Engineering Research Associates, commonly known as ERA, was a pioneering computer firm from the 1950s. They became famous for their numerical computers, but as the market expanded they became better known for their drum memory systems. They were eventually purchased by Remington Rand and merged into their Univac department.

The ERA team started as a group of scientists and engineers working for the US Navy Communications Supplementary Activity - Washington (CSAW) during WWII on code-breaking. After the war set up their own company under the direction of William Norris in a disused St. Paul, Minnesota glider factory. They were dedicated to the construction of machines for use in scientific fields, designing and building a drum memory based machine called the Atlas computer in 1950. Atlas, built for the Navy, which was the first stored program computer in the US. The Atlas was later renamed the ERA 1101 for commercial sales (it was designed under "Task 13" and 1101 is binary for the decimal number 13).

Even before delivery of the Atlas, the Navy CSAW asked for a more powerful machine using both Williams tubes and drum memory, a machine known as the Atlas II computer. Work began in 1950 and the completed Atlas II was delivered to the NSA in September 1953. ERA looked to selling similar machines to a number of customers, but at about this time they became embroiled in a lengthy series of political manuverings in Washington that left them drained. In 1952 they were purchased by Remington Rand, largely as a result of these problems.
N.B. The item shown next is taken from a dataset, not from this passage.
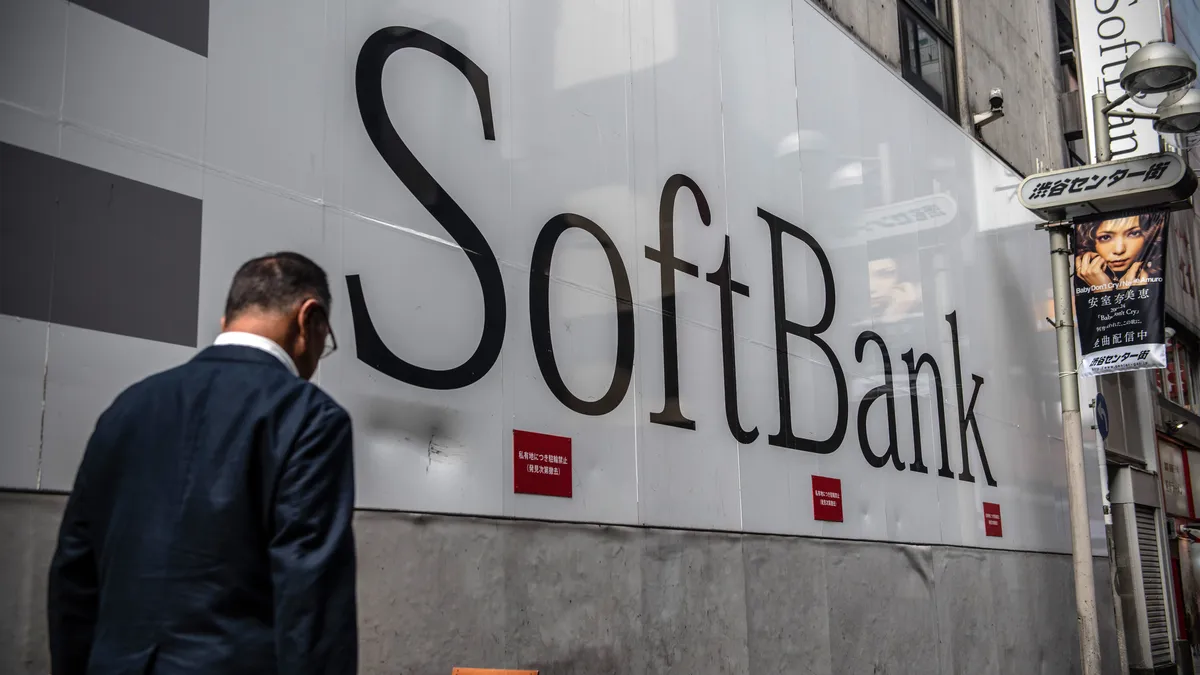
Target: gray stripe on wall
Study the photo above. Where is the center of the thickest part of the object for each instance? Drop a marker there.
(184, 23)
(84, 248)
Remington Rand already had a computing division however, after they had purchased the Eckert-Mauchly Computer Corporation in 1950. For a time the two companies operated as independent units within Remington, with ERA focussing on scientific and military customers, while Eckert-Mauchly's UNIVACss were sold to business customers.

However in 1955 Remington merged with Sperry Corporation to become Sperry Rand. Both ERA and Eckert-Mauchly were folded into a single division as Sperry-Univac. Much of ERA's work was dropped while their drum technology was used in newer Univac machines. A number of employees were not happy with this move and decamped to form Control Data Corporation under the leadership of Norris.

But the core of the ERA team lived on. Eventually they were moved to a new research division where they had considerably more freedom. They worked primarily on computing systems for military use, and they pioneered a number of early command and control and guidance systems for ICBMs and satellites. There they were known as the Military Division, which was later renamed the Aerospace Division.

In the late 1970s, a number of Rand employees purchased the ERA name and started a small government contracting firm. In 1989, the "new" ERA became a wholly-owned subsidiary of E-Systems. In 1995, it was merged into the Melpar division of its parent and the name once again disappeared.